Research
My research has been mainly focused in Singularity Theory in Positive Characteristic, which lays in the field of Commutative Algebra. During my PhD I have been mostly thinking about singularities and numerical invariants derived from the Frobenius endomorphism, also known as F-singularities and F-invariants, with a focus on different aspects of the Watanabe–Yoshida conjecture, one of the main driving questions in the field of Hilbert–Kunz theory.
In this page, you can find a summary of some projects I have been working on. Feel free to reach out if you have any comments!
On the Watanabe–Yoshida conjecture.
See the arXiv preprint of this project.
Let \(R_{p,d} := \mathbb{F}_p[[x_0,\dots,x_d]]/(x_0^2+\dots+x_d^2)\) the ring of formal series at the origin of a simple double point of characteristic \(p\).
Conjecture (Watanabe–Yoshida, 2005). Let \((R,\mathfrak{m},k)\) be an unmixed nonregular local ring of characteristic \(p>0\). Then, \[e_\text{HK}(R)\geq e_\text{HK}(R_{p,d})\geq 1+c_d.\] Furthermore, if the first equality holds, then \(\widehat{R} \cong k[[x_0,\dots,x_d]]/(x_0^2+\dots+x_d^2)\).

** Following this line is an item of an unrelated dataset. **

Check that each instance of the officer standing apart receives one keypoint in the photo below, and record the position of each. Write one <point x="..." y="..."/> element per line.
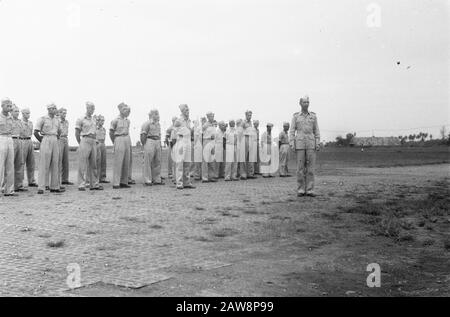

On the Strong Watanabe–Yoshida conjecture
The Watanabe–Yoshida conjecture thus roughly states that the \(A_1\) singularity attains the infimum of the Hilbert–Kunz multiplicity, and is the only one to do so. This second part of the statement is what we call the "Strong" Watanabe–Yoshida conjecture. The goal of this project was settling the strong form of the conjecture for complete intersections, building on results by Enescu and Shimomoto. As a corollary, we also obtain the result in dimension up to 7 for general (unmixed) singularities:
Theorem (2025). Let \((R,\mathfrak{m},k)\) be an unmixed nonregular local ring of characteristic \(p>0\). Then, if the dimension of \(R\) is less than 7, or if \(R\) is a complete intersection, then \(e_\text{HK}(R)= e_\text{HK}(R_{p,d})\) implies that that \(\widehat{R} \cong k[[x_0,\dots,x_d]]/(x_0^2+\dots+x_d^2)\).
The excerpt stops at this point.